Amidst an inflation spiral with consumer price index pointing north of 22.0%, demand for one year treasury bills still remains strong in Africa’s second largest copper producer, Zambia. These are currently yielding 25.75%, a 355 basis points (bps) premium above inflation. With the central bank selling K1.65billion worth of short dated securities in Thursday, March 11 debt sale, a yard of that was housed in the 1-year. With a market liquidity of K4.0billion, bids totaled K2.2billion of the K1.3billion on offer. Players appetite observed for 1year assets was K1.6billion of the K650million on offer.
Read also: Negative real yields on Kwacha T-bills widen as ‘inflation sprint’ persists for February
CASH STRAPPED BANKS ARE BUYING 3M T-BILLS
Despite the rest of the treasury bill curve underwater (yielding below inflation) the Bank of Zambia (BOZ) has observed additional interest in the shorter tenors, especially the 3months.
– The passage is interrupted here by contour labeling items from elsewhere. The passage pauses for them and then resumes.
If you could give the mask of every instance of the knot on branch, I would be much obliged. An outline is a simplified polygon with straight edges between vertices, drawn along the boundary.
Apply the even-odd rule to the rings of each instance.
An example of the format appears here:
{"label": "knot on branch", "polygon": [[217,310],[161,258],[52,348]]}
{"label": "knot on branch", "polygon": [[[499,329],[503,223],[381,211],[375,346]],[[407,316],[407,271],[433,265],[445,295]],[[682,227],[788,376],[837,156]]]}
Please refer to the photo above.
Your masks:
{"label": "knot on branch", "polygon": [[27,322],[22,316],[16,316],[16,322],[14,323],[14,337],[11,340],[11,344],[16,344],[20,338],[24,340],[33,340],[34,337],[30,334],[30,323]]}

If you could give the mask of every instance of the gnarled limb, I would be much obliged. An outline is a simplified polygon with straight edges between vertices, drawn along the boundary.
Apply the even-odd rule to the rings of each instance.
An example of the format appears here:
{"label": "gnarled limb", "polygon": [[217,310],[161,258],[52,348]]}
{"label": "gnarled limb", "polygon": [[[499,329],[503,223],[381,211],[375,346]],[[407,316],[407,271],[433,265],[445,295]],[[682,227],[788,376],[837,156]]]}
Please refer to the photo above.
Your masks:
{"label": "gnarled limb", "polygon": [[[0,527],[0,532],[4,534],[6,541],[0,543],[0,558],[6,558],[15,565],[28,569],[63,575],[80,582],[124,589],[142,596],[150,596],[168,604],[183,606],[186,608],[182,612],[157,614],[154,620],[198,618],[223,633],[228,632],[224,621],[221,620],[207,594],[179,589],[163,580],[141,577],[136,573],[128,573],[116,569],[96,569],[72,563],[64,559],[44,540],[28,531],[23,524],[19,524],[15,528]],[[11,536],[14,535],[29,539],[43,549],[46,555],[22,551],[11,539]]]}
Thursday debt sale saw K421.5million of liquidity housed in the 91 day (3-month) tenor yielding 14.0%. On the face of it, all tenors underwater maybe unattractive from an investment perspective, cash strapped players have appetite for 3month treasury bills because of duration mismatches.
Despite aggregate interbank balances in the long, as the central bank is active in open market operations (OMO), liquidity skew remains uneven and concentrated with the bigger banks leaving smaller banks disadvantaged. These banks cannot afford to lock their liquidity in tenors exceeding three months as they manage duration versus funding risks.
This behavioral tendency aligns to risk skew that the market has observed for the last one and half years given widening sovereign risks as the copper producers fiscal posture deteriorates. Zambias downgrade continue to be a key driver of appetite for longer dated securities (bonds) as the secondary market reflects higher yields, at spreads above the primary curve seeming to suggest that the current asset pricing could be overvalued – taking into account the inverse promotional relationship between yields and prices of discount instruments.
INFLATION SPIRAL CAUSING AN INTEREST RATE BEARISH OUTLOOK
Zambia continue to grapple with a currency rout on the back of mismatches in supply and demand whose effects are in part priced in the interest rate market. Ballooning cost push inflationary and rising demand pull inflation are signaling a bearish interest rate trajectory on the horizon which could be suppressed by exceptional central bank action in pandemic times.
The monetary policy committee (MPC) hiked rates 50bps to 8.5% in the February, which simultaneously hiked the overnight lending facility (OLF) and the targeted medium term refinance facility (TMTRF) by the hiked amount.
The Bank of Zambia will seek to raise K13.2billion of funding from the domestic market in 1Q21 from auction lots of K1.3billion (T-bills) and K1.5billion (bonds).